The task force was formed, with the protection of the people of Kansas in mind, to find the cause of this induced seismicity, and determine how to stop it, Hoffman said.
“If it should be determined a particular well is at fault, the commission has the authority to revoke a permit, to make the operator plug a well, and to impose fines if necessary,” he said. “Damages would be for the courts to decide.”
If the commission were to make a decision against a well owner, it could be appealed, he added.
According to Buchanan, while an increase in seismic activity correlates to increases in injection well activity, it doesn’t prove it’s the cause of the activity. To determine that, better monitoring needs to occur.
Kansas, never before a hotbed of earthquake activity, does not have its own state-supported seismic network. It relies on two permanent seismic monitors located in-state and operated by the USGS, as well as information from the Oklahoma Geological Survey. And while the USGS has set up temporary monitors in several locations in southern Kansas, the KSGS would requested additional permanent monitors as well as a portable array system to better cover and pinpoint where and what is triggering earthquakes.
To insure or not to insure?
And while Cather hasn’t yet received reports of damage from Wednesday’s earthquake, she has received calls from those who have experienced damage from previous earthquakes.
“One person from Sedgwick County discovered her foundation was cracked, and it will cost her $13,000 to have it fixed,” Cather said. “The insurance company won’t cover the damage.”

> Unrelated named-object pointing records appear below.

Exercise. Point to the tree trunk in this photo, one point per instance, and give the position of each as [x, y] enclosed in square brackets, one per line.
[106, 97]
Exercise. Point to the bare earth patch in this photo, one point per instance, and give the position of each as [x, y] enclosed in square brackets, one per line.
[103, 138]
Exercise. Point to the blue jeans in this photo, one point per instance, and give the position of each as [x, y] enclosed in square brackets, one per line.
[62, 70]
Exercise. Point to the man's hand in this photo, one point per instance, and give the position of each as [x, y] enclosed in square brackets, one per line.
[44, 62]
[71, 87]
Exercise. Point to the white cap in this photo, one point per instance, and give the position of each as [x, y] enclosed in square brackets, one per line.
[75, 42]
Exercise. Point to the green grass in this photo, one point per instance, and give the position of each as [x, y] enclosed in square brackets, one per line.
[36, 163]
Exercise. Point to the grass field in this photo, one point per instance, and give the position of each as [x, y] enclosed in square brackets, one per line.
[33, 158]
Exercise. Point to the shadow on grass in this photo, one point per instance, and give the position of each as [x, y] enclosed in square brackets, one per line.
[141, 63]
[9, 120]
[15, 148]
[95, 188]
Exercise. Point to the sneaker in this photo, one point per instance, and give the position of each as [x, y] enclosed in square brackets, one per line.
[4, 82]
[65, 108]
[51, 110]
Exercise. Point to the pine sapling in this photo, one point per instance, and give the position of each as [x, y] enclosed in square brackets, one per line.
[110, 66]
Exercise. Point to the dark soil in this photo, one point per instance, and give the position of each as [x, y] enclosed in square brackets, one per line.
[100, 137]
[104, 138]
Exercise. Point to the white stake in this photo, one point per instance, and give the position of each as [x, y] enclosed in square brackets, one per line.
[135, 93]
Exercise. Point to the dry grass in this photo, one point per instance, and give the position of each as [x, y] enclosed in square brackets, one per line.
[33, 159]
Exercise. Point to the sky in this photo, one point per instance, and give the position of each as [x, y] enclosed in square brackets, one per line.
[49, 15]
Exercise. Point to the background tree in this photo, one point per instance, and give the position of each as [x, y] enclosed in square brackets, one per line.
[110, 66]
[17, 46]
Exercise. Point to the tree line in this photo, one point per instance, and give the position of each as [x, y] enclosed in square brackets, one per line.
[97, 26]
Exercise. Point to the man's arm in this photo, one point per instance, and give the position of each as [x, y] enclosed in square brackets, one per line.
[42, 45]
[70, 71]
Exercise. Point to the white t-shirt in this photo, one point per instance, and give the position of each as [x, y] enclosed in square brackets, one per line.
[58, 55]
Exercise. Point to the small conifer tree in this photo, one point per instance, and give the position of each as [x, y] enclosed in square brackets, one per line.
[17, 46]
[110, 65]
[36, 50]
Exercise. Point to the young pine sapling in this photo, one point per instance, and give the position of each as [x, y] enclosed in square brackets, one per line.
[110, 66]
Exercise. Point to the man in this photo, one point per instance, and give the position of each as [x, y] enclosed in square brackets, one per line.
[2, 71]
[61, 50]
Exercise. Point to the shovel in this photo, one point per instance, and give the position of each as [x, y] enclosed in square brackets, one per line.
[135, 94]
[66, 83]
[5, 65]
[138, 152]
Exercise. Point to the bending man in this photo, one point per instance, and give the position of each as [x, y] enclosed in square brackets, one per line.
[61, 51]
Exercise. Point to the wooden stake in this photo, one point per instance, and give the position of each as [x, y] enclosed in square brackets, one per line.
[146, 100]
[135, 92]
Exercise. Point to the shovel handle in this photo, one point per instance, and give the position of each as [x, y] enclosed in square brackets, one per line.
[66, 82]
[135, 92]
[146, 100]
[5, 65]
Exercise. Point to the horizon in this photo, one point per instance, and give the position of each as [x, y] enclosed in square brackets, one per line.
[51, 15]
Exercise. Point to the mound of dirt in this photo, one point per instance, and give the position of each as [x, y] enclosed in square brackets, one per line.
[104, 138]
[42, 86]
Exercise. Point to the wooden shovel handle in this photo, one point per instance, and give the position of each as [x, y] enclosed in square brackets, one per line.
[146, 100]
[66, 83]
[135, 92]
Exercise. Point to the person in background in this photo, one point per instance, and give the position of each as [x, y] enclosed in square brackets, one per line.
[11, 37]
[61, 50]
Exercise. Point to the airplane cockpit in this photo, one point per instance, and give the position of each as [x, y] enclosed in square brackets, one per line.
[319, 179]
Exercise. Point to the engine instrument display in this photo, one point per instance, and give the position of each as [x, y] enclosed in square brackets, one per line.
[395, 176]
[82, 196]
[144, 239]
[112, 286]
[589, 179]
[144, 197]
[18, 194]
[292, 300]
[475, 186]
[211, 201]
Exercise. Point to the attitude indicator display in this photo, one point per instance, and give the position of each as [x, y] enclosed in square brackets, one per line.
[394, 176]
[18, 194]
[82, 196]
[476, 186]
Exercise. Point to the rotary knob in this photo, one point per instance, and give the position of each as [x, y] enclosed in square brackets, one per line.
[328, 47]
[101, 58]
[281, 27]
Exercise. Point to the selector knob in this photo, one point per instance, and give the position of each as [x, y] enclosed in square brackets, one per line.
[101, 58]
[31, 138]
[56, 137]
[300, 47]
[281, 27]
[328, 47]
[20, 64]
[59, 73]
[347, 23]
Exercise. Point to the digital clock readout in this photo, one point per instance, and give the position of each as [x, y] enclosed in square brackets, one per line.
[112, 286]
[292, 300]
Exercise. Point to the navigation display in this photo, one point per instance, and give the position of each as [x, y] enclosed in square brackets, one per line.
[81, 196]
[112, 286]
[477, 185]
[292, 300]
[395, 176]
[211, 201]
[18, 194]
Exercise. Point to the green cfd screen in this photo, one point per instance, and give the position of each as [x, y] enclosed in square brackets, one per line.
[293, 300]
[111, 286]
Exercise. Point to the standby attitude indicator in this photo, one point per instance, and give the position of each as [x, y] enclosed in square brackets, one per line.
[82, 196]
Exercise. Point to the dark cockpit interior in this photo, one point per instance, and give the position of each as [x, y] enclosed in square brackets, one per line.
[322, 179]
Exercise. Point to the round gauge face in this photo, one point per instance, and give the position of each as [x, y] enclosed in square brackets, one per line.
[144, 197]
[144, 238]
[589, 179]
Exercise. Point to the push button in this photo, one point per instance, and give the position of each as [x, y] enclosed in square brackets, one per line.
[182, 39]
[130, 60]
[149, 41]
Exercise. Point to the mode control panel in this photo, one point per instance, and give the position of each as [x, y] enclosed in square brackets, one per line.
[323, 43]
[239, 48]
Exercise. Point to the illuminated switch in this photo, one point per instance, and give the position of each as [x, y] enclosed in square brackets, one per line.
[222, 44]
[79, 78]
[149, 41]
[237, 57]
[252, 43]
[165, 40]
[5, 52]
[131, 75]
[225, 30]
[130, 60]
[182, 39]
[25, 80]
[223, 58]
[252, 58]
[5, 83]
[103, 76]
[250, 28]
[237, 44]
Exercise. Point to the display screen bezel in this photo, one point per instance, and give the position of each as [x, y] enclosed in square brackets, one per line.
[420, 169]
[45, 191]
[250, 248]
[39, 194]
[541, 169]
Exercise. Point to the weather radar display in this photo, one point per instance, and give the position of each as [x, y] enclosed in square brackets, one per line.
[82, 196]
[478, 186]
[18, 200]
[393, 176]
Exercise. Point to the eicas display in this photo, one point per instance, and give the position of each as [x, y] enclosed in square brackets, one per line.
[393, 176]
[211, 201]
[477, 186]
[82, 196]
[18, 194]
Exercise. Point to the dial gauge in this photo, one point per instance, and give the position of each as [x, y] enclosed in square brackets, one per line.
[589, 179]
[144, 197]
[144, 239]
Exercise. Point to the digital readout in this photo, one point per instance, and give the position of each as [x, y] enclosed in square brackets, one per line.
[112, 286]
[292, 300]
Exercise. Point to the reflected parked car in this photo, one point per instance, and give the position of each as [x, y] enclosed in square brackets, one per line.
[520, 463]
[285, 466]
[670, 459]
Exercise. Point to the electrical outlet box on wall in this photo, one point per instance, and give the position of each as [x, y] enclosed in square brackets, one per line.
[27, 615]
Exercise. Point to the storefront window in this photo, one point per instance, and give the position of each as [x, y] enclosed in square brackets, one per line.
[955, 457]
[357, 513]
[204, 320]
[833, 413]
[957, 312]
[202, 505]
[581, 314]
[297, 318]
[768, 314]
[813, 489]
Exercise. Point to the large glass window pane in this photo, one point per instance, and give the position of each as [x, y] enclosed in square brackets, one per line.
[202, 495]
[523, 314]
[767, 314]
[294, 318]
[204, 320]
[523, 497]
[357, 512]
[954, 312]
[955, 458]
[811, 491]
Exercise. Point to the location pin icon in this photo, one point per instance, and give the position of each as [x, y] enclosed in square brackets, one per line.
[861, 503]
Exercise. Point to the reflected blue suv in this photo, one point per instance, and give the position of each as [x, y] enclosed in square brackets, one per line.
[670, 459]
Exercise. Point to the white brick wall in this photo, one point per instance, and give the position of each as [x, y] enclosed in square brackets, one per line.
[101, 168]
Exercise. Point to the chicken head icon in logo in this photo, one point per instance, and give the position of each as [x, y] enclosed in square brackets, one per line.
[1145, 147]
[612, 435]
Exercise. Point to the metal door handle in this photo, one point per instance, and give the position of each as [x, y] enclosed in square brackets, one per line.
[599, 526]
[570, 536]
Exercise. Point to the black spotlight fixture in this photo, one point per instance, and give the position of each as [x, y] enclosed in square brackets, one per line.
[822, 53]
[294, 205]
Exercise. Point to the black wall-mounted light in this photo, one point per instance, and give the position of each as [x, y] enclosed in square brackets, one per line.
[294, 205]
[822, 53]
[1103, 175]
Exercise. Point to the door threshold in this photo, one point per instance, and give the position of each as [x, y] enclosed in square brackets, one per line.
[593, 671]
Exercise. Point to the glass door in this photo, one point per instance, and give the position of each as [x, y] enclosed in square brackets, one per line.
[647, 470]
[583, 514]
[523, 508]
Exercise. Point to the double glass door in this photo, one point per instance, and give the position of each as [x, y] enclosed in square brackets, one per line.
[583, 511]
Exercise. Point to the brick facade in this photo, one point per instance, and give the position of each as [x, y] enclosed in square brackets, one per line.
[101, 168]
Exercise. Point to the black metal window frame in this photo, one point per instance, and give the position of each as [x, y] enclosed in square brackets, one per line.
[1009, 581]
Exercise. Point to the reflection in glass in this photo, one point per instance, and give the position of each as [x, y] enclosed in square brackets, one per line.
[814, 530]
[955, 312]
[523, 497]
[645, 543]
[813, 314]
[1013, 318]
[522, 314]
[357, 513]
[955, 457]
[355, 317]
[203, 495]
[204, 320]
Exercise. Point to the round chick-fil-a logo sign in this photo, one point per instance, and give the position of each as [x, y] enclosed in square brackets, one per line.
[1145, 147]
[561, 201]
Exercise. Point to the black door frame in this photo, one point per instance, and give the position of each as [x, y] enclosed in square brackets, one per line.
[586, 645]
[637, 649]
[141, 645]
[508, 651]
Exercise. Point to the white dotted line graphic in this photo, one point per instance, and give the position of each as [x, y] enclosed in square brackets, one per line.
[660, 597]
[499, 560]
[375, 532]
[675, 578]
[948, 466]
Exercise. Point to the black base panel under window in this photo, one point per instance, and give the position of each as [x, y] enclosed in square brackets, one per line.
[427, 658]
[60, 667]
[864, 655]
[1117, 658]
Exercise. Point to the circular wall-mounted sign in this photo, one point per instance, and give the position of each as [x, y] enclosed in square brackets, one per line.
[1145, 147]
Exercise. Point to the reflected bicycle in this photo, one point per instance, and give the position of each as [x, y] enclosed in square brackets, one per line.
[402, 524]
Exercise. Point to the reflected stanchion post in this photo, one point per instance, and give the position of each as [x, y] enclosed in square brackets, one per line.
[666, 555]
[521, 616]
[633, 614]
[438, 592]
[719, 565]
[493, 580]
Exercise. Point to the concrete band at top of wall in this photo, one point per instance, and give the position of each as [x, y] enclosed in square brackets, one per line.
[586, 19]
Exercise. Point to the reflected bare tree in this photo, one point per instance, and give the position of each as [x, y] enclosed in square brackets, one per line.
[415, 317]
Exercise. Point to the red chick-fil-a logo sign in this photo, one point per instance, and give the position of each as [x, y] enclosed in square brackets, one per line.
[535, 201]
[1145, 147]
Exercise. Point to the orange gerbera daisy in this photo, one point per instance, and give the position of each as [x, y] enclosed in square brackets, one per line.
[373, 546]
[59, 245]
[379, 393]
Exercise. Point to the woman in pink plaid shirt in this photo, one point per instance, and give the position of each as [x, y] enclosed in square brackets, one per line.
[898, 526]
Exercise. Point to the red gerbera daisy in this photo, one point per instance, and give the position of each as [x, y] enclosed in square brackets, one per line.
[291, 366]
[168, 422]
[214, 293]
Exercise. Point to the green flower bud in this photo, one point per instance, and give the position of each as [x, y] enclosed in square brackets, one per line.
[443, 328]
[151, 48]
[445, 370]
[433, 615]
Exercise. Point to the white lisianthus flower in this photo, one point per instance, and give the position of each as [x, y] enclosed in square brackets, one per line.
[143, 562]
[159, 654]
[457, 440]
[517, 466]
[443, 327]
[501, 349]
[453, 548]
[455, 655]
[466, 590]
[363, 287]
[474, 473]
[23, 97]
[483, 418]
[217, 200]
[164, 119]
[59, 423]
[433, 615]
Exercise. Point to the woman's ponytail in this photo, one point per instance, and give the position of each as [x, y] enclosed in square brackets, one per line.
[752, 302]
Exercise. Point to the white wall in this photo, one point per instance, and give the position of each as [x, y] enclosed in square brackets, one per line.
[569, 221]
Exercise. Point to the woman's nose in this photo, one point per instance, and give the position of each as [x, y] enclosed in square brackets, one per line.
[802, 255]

According to Neil Cordre, an agent with Farm Bureau Insurance in Great Bend, earthquake coverage is available as additional coverage. However, the company has issued a temporary moratorium on issuing riders on existing policies. New policies, however, are considered an acceptable risk, he said.
This, he said, is to ensure policy owners don’t purchase a policy they don’t plan to hold onto long term. The policies aren’t sold very often, he said, but he has received a few calls in the past day inquiring about their availability. Different insurance companies will have different risk tolerances, so it’s important to ask plenty of questions, he said.
Insurance adjusters, the gatekeepers between policyholders and their insurance companies, are trained to determine if damage is caused by seismic activity, or simply settling over time, Cordre said. But determining if the seismic activity is naturally occurring or caused by activity from oil and gas companies requires scientific and technical expertise.
Great Bend is not located close to major fault lines close to this area, and high-volume horizontal fracking is not an issue in the immediate vicinity.